Reconcilable Differences 0
At Psychology Today Blogs, Douglas G. Kenrick remembers how, when he attended Catholic Schools, the nuns would respond when he wondered how a merciful, loving God could allow misery and pestilence. Now he wonders how persons who loudly claim to worship a merciful, loving God could have supported Donald Trump and, in a larger context, what social function religious beliefs may play in the polity.
Here’s just a bit. Follow the link for the rest.
According to the Pew Institute, 58% of Protestants, 60% of White Catholics, 61% of Mormons, and fully 81% of born again Evangelical Christians voted for Trump. I just checked online, and found a very recent list Donald Trump’s cabinet picks so far. If I were back in St. Joseph’s today, I would ask the nuns how an all loving, all powerful, all merciful, and all powerful God could have allowed Christians to elect a man who has chosen:
- a CIA director who calls those who use torture: “heroes, not pawns in some liberal game played by the ACLU,”

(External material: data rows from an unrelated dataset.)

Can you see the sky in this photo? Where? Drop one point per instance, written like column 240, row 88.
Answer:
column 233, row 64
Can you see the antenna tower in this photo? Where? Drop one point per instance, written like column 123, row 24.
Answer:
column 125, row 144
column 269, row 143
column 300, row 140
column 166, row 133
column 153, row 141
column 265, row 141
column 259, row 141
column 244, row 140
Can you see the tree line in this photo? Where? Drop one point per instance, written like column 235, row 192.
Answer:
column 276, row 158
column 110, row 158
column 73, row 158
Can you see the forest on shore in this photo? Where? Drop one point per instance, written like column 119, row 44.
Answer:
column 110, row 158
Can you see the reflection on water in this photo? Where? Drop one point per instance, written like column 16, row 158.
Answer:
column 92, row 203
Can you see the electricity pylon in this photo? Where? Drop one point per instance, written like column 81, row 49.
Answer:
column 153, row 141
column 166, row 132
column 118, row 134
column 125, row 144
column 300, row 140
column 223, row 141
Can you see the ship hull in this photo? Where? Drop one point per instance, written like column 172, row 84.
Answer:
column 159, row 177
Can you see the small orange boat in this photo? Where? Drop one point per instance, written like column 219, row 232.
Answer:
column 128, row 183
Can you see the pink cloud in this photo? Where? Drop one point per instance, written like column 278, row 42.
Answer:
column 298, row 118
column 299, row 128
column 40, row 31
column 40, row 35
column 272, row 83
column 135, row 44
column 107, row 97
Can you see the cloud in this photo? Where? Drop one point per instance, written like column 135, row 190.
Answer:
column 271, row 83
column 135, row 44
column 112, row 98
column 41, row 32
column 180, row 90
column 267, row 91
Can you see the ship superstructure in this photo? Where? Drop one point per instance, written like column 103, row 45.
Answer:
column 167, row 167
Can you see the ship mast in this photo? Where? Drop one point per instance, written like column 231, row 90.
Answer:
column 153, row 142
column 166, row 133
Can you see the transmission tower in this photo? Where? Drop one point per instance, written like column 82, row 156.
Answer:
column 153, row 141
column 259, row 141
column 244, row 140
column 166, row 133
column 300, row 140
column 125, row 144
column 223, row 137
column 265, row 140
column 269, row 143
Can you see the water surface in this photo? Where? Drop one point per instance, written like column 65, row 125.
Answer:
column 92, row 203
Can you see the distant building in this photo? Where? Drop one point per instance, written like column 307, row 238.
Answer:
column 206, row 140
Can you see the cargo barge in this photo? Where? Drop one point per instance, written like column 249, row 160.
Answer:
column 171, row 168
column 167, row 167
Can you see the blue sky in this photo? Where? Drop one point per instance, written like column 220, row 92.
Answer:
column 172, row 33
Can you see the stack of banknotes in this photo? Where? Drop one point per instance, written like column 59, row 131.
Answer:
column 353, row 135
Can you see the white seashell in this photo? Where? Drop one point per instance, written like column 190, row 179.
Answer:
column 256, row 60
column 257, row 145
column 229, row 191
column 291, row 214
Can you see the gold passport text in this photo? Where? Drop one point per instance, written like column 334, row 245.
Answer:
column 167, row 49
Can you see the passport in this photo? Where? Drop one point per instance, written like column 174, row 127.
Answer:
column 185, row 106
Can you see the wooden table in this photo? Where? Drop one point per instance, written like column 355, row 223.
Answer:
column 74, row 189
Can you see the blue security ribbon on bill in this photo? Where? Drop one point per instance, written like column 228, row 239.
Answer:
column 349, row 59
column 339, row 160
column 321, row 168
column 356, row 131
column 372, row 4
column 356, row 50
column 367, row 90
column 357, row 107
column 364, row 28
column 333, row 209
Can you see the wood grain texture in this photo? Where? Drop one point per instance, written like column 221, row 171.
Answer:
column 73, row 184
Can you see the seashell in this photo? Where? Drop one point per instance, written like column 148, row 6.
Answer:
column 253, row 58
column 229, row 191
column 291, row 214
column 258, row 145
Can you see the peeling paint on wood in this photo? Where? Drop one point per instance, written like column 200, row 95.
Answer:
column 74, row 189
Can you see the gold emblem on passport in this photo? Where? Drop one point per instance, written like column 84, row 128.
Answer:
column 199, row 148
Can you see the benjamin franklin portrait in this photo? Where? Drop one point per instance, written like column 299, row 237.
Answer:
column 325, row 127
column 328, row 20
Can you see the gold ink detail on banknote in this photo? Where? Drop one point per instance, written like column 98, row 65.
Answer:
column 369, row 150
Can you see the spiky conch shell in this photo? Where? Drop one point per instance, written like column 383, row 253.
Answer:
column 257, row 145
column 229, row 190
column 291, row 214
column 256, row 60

- a treasury secretary nicknamed “the foreclosure king,”
- an attorney general who said he thought the members of the Ku Klux Klan were: “OK, until I found out they smoked pot,”
- a secretary of defense known for his warlike hawkishness (nicknamed “Mad Dog” Mattis),
- a secretary of labor who is a “staunch opponent” of the minimum wage
- a director of the Environmental Protection Agency who actively opposes environmental protections,
- a Secretary of Commerce who has been “dubbed a “vulture” and “king of bankruptcy” because of his knack for extracting a profit from failing businesses,”
- a chief strategist of whom the Guardian says: “His web site was a clearinghouse for hate speech of all kinds including white nationalism, anti-semitism, immigrant-hatred and misogyny.”
I guess the nuns might reassure me that “God works in mysterious ways, and we simply need to have faith in His infinite wisdom.”